We are seeking a strategic, hands-on, and problem-solving individual with prior industry knowledge to lead clinical programs for our client. that will support the company's global regulatory strategy and post approval medical evidence requirements. The Senior Director of Clinical Affairs will play a key role in the future success of the company and will be a highly visible individual, both inside and outside of the organization in developing physician networks and communicating to regulators. This individual will be critical to furthering the company's mission and deep commitment to developing and commercializing innovative hemoadsorptive therapies that address critical care needs.
location: Monmouth Junction, New Jersey
job type: Permanent
salary: $230,000 - 250,000 per year
work hours: 9 to 5
- Responsible for the design and reporting of clinical trials that meet the standards of excellence for ethics, scientific merit, and regulatory compliance, as well as satisfy corporate goals for the development of products from Phase 1 to approval.
- Actively participate in a teamwork environment across all functional disciplines. Work collaboratively with Project Management and the Project Team (including Quality, Regulatory, R&D, CMC, Epidemiology, Biostatistics, Finance and Business Development).
- To design, and provide clinical oversight of company-sponsored clinical trials in the U.S. and abroad:
- Development of trial protocol and other related documents.
- Support interactions with regulatory agencies (e.g. FDA), advisory boards, DSMB.
- Support safety reviews of protocol benefit to risk assessment, protocol adverse event reporting, responses to regulatory questions and ethics committees and oversight.

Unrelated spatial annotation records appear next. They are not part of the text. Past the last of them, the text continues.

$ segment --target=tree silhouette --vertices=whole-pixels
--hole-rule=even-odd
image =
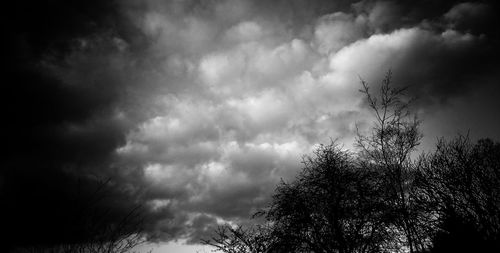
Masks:
[[[356,144],[360,148],[360,158],[384,175],[385,201],[391,207],[389,222],[393,232],[399,234],[396,237],[401,239],[394,250],[423,251],[429,242],[424,224],[430,217],[419,208],[414,186],[415,166],[411,159],[422,138],[420,121],[410,110],[412,101],[405,96],[406,88],[393,87],[391,78],[389,71],[382,81],[379,97],[374,97],[368,84],[361,80],[361,92],[366,96],[375,121],[368,135],[358,130]]]
[[[257,213],[265,226],[220,227],[206,244],[226,253],[500,252],[500,143],[468,137],[414,152],[422,134],[391,72],[355,152],[320,145]]]
[[[500,143],[441,139],[419,168],[420,188],[439,217],[433,252],[499,252]]]
[[[78,180],[72,206],[65,207],[64,225],[56,227],[53,241],[14,245],[10,252],[20,253],[125,253],[145,242],[144,210],[140,205],[117,212],[104,205],[111,201],[111,180],[98,181],[90,193],[83,192]],[[89,186],[85,186],[89,187]],[[48,221],[50,222],[50,221]],[[54,223],[61,221],[53,221]],[[51,229],[51,228],[47,228]]]

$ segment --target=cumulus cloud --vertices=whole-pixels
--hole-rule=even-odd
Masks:
[[[370,122],[360,77],[376,90],[392,69],[431,135],[460,121],[454,110],[493,108],[477,97],[497,93],[495,4],[417,2],[123,1],[103,13],[112,22],[91,15],[39,38],[12,29],[28,49],[11,57],[2,180],[15,183],[2,187],[22,185],[8,195],[18,203],[34,171],[42,186],[111,177],[114,207],[143,204],[157,241],[250,222],[302,155],[330,138],[351,147]],[[472,91],[483,95],[468,108]],[[71,189],[57,185],[50,194]]]

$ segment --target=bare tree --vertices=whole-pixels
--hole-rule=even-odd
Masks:
[[[12,252],[26,253],[125,253],[145,242],[144,210],[135,205],[123,213],[103,207],[108,198],[111,179],[99,181],[90,194],[81,193],[80,181],[72,210],[67,238],[59,243],[17,247]]]
[[[389,71],[382,81],[379,96],[374,96],[368,84],[361,80],[369,107],[375,121],[369,134],[358,130],[357,146],[360,157],[384,174],[386,197],[391,204],[392,229],[400,233],[399,250],[423,251],[428,238],[420,223],[425,219],[419,212],[413,184],[414,162],[411,155],[420,143],[420,121],[410,110],[411,99],[405,96],[406,88],[391,85]]]
[[[433,252],[500,251],[500,143],[441,139],[418,181],[437,217]]]

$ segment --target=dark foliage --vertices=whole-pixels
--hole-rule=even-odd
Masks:
[[[500,143],[440,140],[415,158],[422,134],[405,89],[362,81],[375,115],[358,152],[335,142],[303,159],[281,182],[266,225],[219,228],[206,244],[222,252],[500,252]]]

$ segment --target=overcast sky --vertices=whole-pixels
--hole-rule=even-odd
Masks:
[[[315,146],[352,147],[373,120],[360,78],[388,70],[417,98],[420,151],[500,138],[495,1],[81,2],[2,17],[0,190],[22,242],[77,179],[111,178],[108,205],[144,205],[156,242],[249,222]]]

- Collaboration with external and internal functional stakeholders for the design, conduct, analysis and communication of clinical studies including (but not limited to): clinical operations, biostatistics, preclinical biology, epidemiology, Access and Reimbursement, etc.
- In conjunction with Clinical Operations is responsible for monitoring of clinical trial quality and conduct.
- Under the direction of the CMO to author clinical trial reports and scientific journal articles.
- An M.D. or M.D./Ph.D. or equivalent degree and a minimum of 3-5 years of experience in biopharmaceutical or device development roles.
- Experience in the therapeutic areas cardiopulmonary disease or acute care highly desired with description of contribution in specific areas of development (e.g., early and late clinical, translational, product launch, and post-marketing)
- Understanding of either drug development or experience with device development strongly preferred
- Demonstrated track record of successfully supporting, developing and executing clinical development plans
- Prior regulatory experience with IDE or NDA submissions, preparation of regulatory documents and presentation to FDA or other regulatory authorities desired but not required
- Proven ability to strategize prioritize and manage multiple projects simultaneously to ensure quality, timely, on-target accomplishment of tasks
- Ability to embed medical functional skills and strategic thinking in to teams
- Ability to discriminate between critical and non-critical activities and to develop or improve processes
- An ability to collaborate and communicate effectively internally and externally and to collaborate effectively with internal and external partners including the ability to work in matrixed environments including both company staff and consultants.
skills: NDA, Clinical research
Equal Opportunity Employer: Race, Color, Religion, Sex, Sexual Orientation, Gender Identity, National Origin, Age, Genetic Information, Disability, Protected Veteran Status, or any other legally protected group status.